Notez qu’il faut distinguer les œuvres publiques de la Ville d’une soixantaine d’autres œuvres publiques créées dans le cadre de la Politique d’intégration des arts à l’architecture et à l’environnement (aussi connue sous « Programme du 1% ») du Ministère de la Culture, des Communications et de la Condition Féminine[ii]. C’est donc dire que nous autres citoyens avons plus d’une centaine d’œuvres d’art public sous les yeux en permanence qui elles, appartiennent à deux collections différentes. Vous me suivez?

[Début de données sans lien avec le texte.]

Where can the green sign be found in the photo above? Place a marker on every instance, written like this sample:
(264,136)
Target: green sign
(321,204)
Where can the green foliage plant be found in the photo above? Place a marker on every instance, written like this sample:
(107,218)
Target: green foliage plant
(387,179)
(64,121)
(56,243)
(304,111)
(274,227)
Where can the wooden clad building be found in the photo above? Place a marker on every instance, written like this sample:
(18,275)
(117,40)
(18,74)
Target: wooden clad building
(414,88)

Mais qui gère cette collection?

C’est à la Division de la culture de la Ville de Sherbrooke que revient la gestion de la collection, qui englobe toutes les activités liées à l’acquisition, la documentation, la conservation et la mise en valeur des œuvres. La collection demande beaucoup d’attention et un entretien parfois spécialisé. Officiellement les premiers grands travaux de conservation-restauration sur dix œuvres de la collection ont eu lieu en 1999, dont le Monument aux Braves de la rue King Ouest et la Fontaine commémorative James-Simpson-Mitchell du parc du même nom (toutes deux par l’artiste George W. Hill), qui nécessitaient des interventions expertes.

 

Voyant les besoins de la collection se complexifier au début des années 2000, la Division de la culture s’est adjoint les services d’une chargée de la gestion de la collection d’art. Sa formation en muséologie combinée à son expérience en conservation des biens culturels ont permis de sensibiliser l’administration à l’importance de l’établissement d’un programme d’entretien pour une collection de cette envergure. La gestionnaire de la collection est appuyée par une Agente Professionnelle de Développement Culturel, qui en assure l’aspect plus administratif.

Puisque la collection est présente dans des lieux publics et des édifices municipaux, les interventions autour, ou sur les œuvres exigent souvent une collaboration ponctuelle entre divers services de la Ville, des artistes et des experts : architectes, ingénieurs, évaluateurs, restaurateurs, historiens de l’art, etc. Ces opérations sont souvent complexes mais essentielles au point qu’en 2007 la Ville s’est engagée dans un programme de conservation préventive triennale avec le Centre de conservation du Québec. Depuis, toutes les œuvres de la collection ont été examinées par des experts en restauration-conservation, et des lignes directrices sur leur entretien ont été tracées pour répondre spécifiquement à leurs besoins. Le projet a été complété en 2010 et Sherbrooke compte parmi les villes pionnières en matière de conservation d’art public à grande échelle. Dans la mesure où la Ville poursuit sa volonté de développer le volet culturel et touristique local, la collection continuera de grandir et ces initiatives en assureront la conservation.

Au final, les œuvres d’art public n’ont pas pour seul but d’embellir les lieux : elles nous permettent de côtoyer l’art sous toutes ses formes et de diffuser le travail des artistes québécois et permettre à ceux-ci de collaborer à l’enrichissement de notre cadre de vie par la présence de l’art. La Division de la culture entend faire mieux connaître la collection au grand public dans les prochaines années, des projets sont en gestation aussi restez à l’affût! En attendant je vous invite à lever la tête quand vous arpentez les rues de la ville car l’art est partout…

Marie-Chantale Poisson est restauratrice d’œuvres d’art spécialisée dans la peinture et l’art contemporain. Faites parvenir vos questions et commentaires à mcp@mcpconservation.com

 


[i] Ces concours sont ouverts à tout artiste dont la résidence principale ou l’atelier est situé en Estrie. Ils sont généralement annoncés dans les journaux de la région et les artistes inscrits au Répertoire culturel de la Ville de Sherbrooke en sont aussi informés par courriel.